Originally from Pennsylvania, I completed my undergraduate degree in Anthropology at Temple University while taking an interdisciplinary course load in the physical and life sciences. My first exposure to academic research occurred in the lab of Dr. Edward Gruberg with whom I completed a summer research project studying the frog visual system, specifically: the ability to perceive stationary objects.
Upon graduation, I proceeded to work for two years as a lab technician in the Molecular Neuroengineering lab of Dr. David Meaney at the University of Pennsylvania.
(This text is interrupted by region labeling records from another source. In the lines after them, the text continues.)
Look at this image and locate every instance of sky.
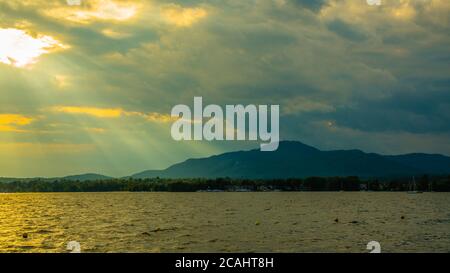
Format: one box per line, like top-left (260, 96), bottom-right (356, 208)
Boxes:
top-left (0, 0), bottom-right (450, 177)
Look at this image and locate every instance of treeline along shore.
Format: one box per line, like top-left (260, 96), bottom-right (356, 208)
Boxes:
top-left (0, 175), bottom-right (450, 193)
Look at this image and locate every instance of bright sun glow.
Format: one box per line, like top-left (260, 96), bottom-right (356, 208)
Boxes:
top-left (0, 28), bottom-right (64, 67)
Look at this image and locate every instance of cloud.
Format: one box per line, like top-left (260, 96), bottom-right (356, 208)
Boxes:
top-left (44, 0), bottom-right (138, 24)
top-left (51, 106), bottom-right (123, 118)
top-left (0, 114), bottom-right (34, 132)
top-left (161, 4), bottom-right (207, 27)
top-left (0, 28), bottom-right (67, 68)
top-left (50, 106), bottom-right (175, 123)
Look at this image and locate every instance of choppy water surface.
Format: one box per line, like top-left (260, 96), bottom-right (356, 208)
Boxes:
top-left (0, 192), bottom-right (450, 252)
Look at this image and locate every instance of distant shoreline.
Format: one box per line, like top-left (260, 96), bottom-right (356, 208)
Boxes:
top-left (0, 175), bottom-right (450, 193)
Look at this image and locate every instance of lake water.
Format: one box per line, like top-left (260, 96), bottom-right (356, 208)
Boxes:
top-left (0, 192), bottom-right (450, 252)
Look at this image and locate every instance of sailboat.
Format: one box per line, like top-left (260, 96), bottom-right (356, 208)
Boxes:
top-left (408, 176), bottom-right (423, 194)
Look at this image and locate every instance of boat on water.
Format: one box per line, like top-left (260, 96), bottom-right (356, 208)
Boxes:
top-left (408, 176), bottom-right (423, 194)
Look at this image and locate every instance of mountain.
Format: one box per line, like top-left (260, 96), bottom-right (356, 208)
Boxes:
top-left (61, 173), bottom-right (112, 181)
top-left (132, 141), bottom-right (450, 178)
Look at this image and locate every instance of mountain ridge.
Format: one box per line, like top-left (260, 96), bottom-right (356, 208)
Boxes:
top-left (131, 141), bottom-right (450, 179)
During this time I worked on a variety of experimental and computational projects related to neural signaling during physiological conditions and associated disruptions due to mechanical stress.
I arrived at Northwestern University in the Fall of 2010, and now split my time between the Complex Systems and Systems Biology lab of Dr. Luis A Nunes Amaral and the Laboratory for Cell Free Systems and Synthetic Biology of Dr. Michael Jewett. Here at Northwestern, I have transitioned away from neuroscience research and spend my time analyzing the language of DNA . While this language is (near) universal, there are a plethora of “dialects” – tendencies for certain classes of organisms, individual organisms, and even individual genes to prefer certain “words” over others. By analyzing species-specific dialects, I hope to better understand the evolutionary forces shaping the language of DNA and to apply this knowledge to biotechnology ends.